24 of 28 people found the following review helpful.
A letdown, 1.5 '*', graded on a curve....
By B. Davis
After the exhilirating joyride which was 'Time's Eye', I can't help but state how disenchanted, disappointed, and saddened I was by the near-tripe that is Sunstorm.
I'll attempt to do so with minimal/no spoilers.
First, there's the obvious: Bisesa is nearly non-existant. While this itself is acceptable, her minimal presence is, at best, distracting; at worst: disappointing. Where is the headstrong lady from the first book? Where is the go-getter? Heck, where is the presence of mind to weep for your lost love, grab your daughter, and do something. Instead....
Second, there's the more obvious: the book, unlike it's predecessor, piles on the science at the cost of the fiction. While this is fantastic in the sense of addressing a major (for sci-fi) shortcoming of the first book, it cost it's enjoyability. Within the first few pages, we (the readers) are aware of the situation and 'the cause'. We don't need 200+ more pages describing it, and the solution. Along those lines, at the cost of the (occassionally nauseating while pleasantly liberating) PC vestiges of the book: "increase the humanity". Make me, the reader, *care* for Siobhan.

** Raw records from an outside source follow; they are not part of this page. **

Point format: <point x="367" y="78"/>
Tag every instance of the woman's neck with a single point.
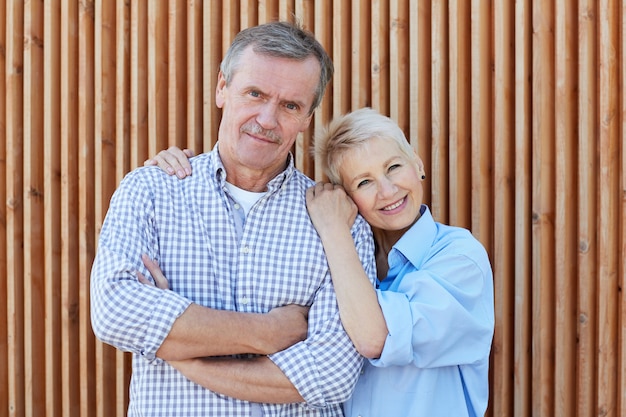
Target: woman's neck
<point x="385" y="239"/>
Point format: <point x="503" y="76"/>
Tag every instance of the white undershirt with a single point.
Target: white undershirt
<point x="245" y="198"/>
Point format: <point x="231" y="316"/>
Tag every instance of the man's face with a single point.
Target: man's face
<point x="265" y="106"/>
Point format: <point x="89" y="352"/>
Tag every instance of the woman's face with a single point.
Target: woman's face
<point x="384" y="183"/>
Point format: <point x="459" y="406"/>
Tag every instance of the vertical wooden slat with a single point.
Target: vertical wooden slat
<point x="522" y="365"/>
<point x="341" y="56"/>
<point x="543" y="208"/>
<point x="176" y="75"/>
<point x="105" y="175"/>
<point x="621" y="388"/>
<point x="399" y="65"/>
<point x="361" y="54"/>
<point x="302" y="155"/>
<point x="4" y="286"/>
<point x="119" y="109"/>
<point x="70" y="208"/>
<point x="324" y="31"/>
<point x="52" y="207"/>
<point x="482" y="122"/>
<point x="439" y="107"/>
<point x="212" y="56"/>
<point x="157" y="77"/>
<point x="608" y="150"/>
<point x="86" y="204"/>
<point x="565" y="219"/>
<point x="138" y="80"/>
<point x="421" y="90"/>
<point x="379" y="72"/>
<point x="460" y="114"/>
<point x="587" y="248"/>
<point x="267" y="10"/>
<point x="193" y="133"/>
<point x="34" y="291"/>
<point x="249" y="15"/>
<point x="121" y="103"/>
<point x="15" y="208"/>
<point x="503" y="260"/>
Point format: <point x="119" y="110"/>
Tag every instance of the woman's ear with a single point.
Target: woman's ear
<point x="420" y="164"/>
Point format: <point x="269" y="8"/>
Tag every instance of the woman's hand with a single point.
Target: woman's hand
<point x="173" y="161"/>
<point x="330" y="208"/>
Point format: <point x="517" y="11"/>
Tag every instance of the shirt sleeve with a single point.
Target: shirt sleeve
<point x="325" y="367"/>
<point x="440" y="315"/>
<point x="125" y="313"/>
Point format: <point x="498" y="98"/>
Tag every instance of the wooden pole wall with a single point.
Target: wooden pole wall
<point x="518" y="110"/>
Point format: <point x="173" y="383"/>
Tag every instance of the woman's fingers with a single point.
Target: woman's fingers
<point x="173" y="161"/>
<point x="153" y="267"/>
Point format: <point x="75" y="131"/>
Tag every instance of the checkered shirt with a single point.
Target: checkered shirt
<point x="188" y="226"/>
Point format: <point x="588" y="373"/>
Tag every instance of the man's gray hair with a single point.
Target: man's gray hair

Or Bud. Or Eugene. Anybody.
Well, I take that back: Athena was a *worthy* addition. I empathized with her. I would have like to have more time spent on her. Of course, 'her' portion was itself limited. To the degree that became, itself discouraging, but, at the least, in line with the rest of the novel.

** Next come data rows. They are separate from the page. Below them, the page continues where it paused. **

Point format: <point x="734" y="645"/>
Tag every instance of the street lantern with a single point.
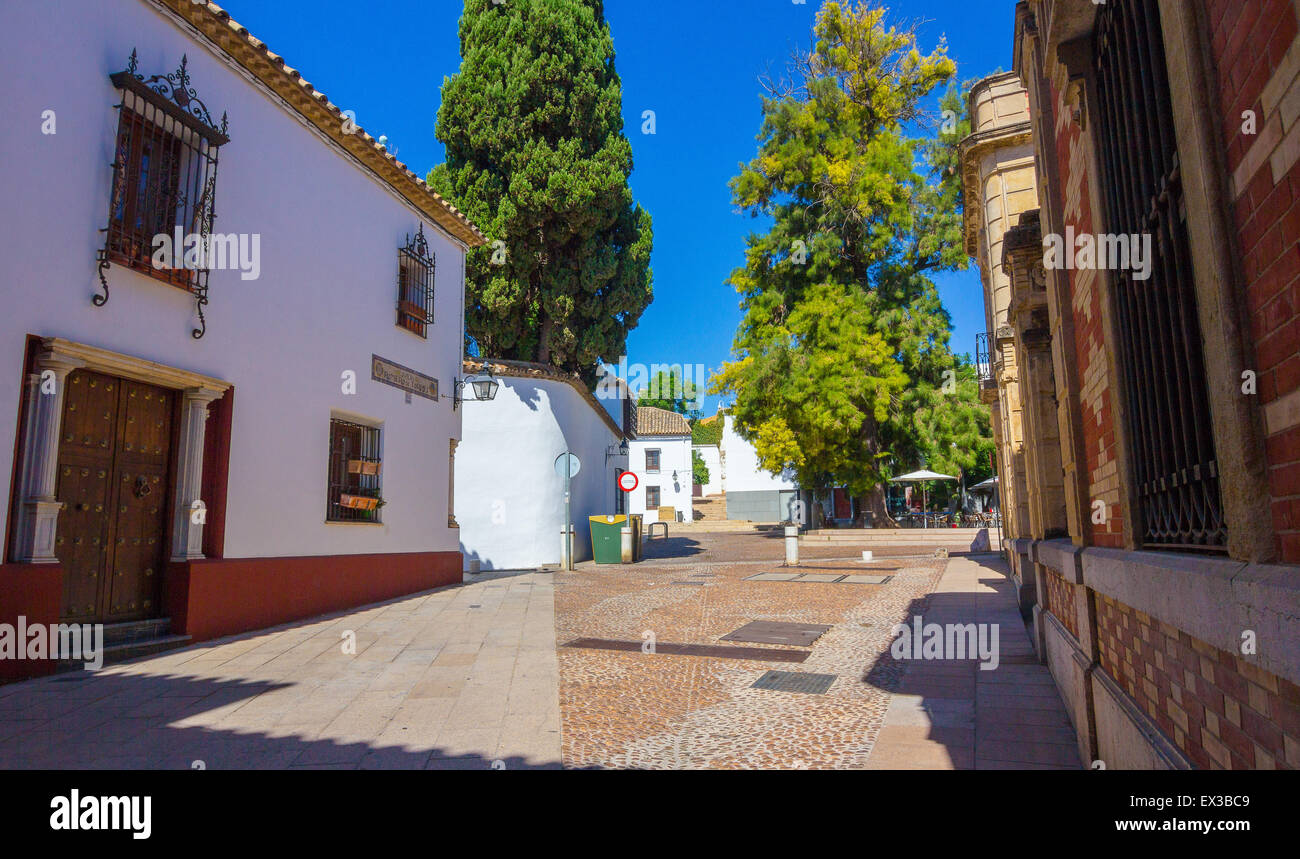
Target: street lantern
<point x="484" y="386"/>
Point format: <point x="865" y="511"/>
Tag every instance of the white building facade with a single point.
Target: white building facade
<point x="510" y="498"/>
<point x="661" y="459"/>
<point x="233" y="447"/>
<point x="753" y="493"/>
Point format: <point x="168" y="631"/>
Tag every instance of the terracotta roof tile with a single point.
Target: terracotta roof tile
<point x="661" y="421"/>
<point x="209" y="13"/>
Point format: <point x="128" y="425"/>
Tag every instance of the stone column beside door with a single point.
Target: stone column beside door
<point x="190" y="512"/>
<point x="38" y="508"/>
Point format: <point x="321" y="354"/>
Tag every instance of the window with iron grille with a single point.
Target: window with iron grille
<point x="355" y="472"/>
<point x="164" y="183"/>
<point x="415" y="285"/>
<point x="1168" y="415"/>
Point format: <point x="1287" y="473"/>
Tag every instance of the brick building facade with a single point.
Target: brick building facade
<point x="1161" y="389"/>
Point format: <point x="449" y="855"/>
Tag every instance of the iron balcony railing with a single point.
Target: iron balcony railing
<point x="983" y="359"/>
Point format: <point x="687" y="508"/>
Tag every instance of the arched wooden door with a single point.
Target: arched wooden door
<point x="115" y="456"/>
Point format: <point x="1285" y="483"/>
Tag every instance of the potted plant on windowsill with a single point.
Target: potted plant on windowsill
<point x="371" y="506"/>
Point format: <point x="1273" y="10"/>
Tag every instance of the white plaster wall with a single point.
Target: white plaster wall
<point x="510" y="502"/>
<point x="674" y="456"/>
<point x="711" y="454"/>
<point x="323" y="304"/>
<point x="744" y="473"/>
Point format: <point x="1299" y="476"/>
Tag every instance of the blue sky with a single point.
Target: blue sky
<point x="694" y="63"/>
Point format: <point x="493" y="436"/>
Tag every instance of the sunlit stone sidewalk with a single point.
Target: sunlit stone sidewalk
<point x="462" y="677"/>
<point x="952" y="715"/>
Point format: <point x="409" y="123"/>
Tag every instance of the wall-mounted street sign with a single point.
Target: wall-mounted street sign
<point x="403" y="378"/>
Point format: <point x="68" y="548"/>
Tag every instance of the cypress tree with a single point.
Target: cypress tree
<point x="537" y="157"/>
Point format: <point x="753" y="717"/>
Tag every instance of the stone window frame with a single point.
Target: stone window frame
<point x="1236" y="419"/>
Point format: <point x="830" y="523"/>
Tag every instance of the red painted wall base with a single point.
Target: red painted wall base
<point x="34" y="591"/>
<point x="221" y="597"/>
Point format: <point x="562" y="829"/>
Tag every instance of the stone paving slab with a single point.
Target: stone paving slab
<point x="636" y="710"/>
<point x="953" y="715"/>
<point x="459" y="677"/>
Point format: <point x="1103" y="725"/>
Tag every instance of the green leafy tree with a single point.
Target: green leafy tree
<point x="537" y="159"/>
<point x="710" y="433"/>
<point x="698" y="469"/>
<point x="843" y="334"/>
<point x="671" y="391"/>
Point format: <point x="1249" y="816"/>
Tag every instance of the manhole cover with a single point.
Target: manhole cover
<point x="794" y="681"/>
<point x="771" y="632"/>
<point x="718" y="651"/>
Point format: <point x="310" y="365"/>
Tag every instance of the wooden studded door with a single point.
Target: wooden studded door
<point x="115" y="455"/>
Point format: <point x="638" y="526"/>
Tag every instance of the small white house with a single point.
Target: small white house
<point x="753" y="493"/>
<point x="661" y="459"/>
<point x="508" y="497"/>
<point x="251" y="424"/>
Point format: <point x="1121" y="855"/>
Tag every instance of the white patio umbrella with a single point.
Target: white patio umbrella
<point x="921" y="477"/>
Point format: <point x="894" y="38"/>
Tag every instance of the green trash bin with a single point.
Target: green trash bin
<point x="607" y="538"/>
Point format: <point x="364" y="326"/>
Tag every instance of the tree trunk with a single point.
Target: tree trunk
<point x="874" y="502"/>
<point x="544" y="342"/>
<point x="875" y="499"/>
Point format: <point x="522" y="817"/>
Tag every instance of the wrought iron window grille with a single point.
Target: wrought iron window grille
<point x="983" y="360"/>
<point x="1168" y="415"/>
<point x="415" y="285"/>
<point x="355" y="473"/>
<point x="164" y="179"/>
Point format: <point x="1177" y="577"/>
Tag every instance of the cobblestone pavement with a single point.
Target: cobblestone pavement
<point x="649" y="710"/>
<point x="459" y="677"/>
<point x="640" y="710"/>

Finally, the resolution was... anything but. Minimal details on the First Born emerged, and the post-storm section was glossed over.
Hopefully, being the optimist, Clarke and Baxter will revisit the world a third time. Hopefully, if so, it will be the charm.
8 of 9 people found the following review helpful.
DOES NOT ANSWER QUESTIONS LEFT FROM "TIME'S EYE"
By Possum-Bread
"Sunstorm by by Arthur C. Clarke and Stephen Baxter is the sequel to their successful collaboration on "Time's Eye." I thoroughly enjoyed "Time's Eye." When I began reading "Sunstorm" I expected a seemless transition from one book to the other. I was sadly disappointed.
There is only one character in "Sunstorm" who comes from "Time's Eye." But the lack of characters from "Time's Eye" was only part of the problem. In "Time's Eye" there is plenty of action when people of differing eras meet. The images and ideas of time travel are craftily written by Clarke and Baxter.
In "Sunstorm" I struggled to read the first few chapters because the pace of the story drags. It lacks the energy and excitement of the first book. Certainly the catastrophe of the sun's demise is enough of a plot for one book. However, set as a sequel to a time travel novel, it fails.
I strongly recommend reading "Time's Eye" for fans of time travel science fiction. I recommend skipping the sequel "Sunstorm."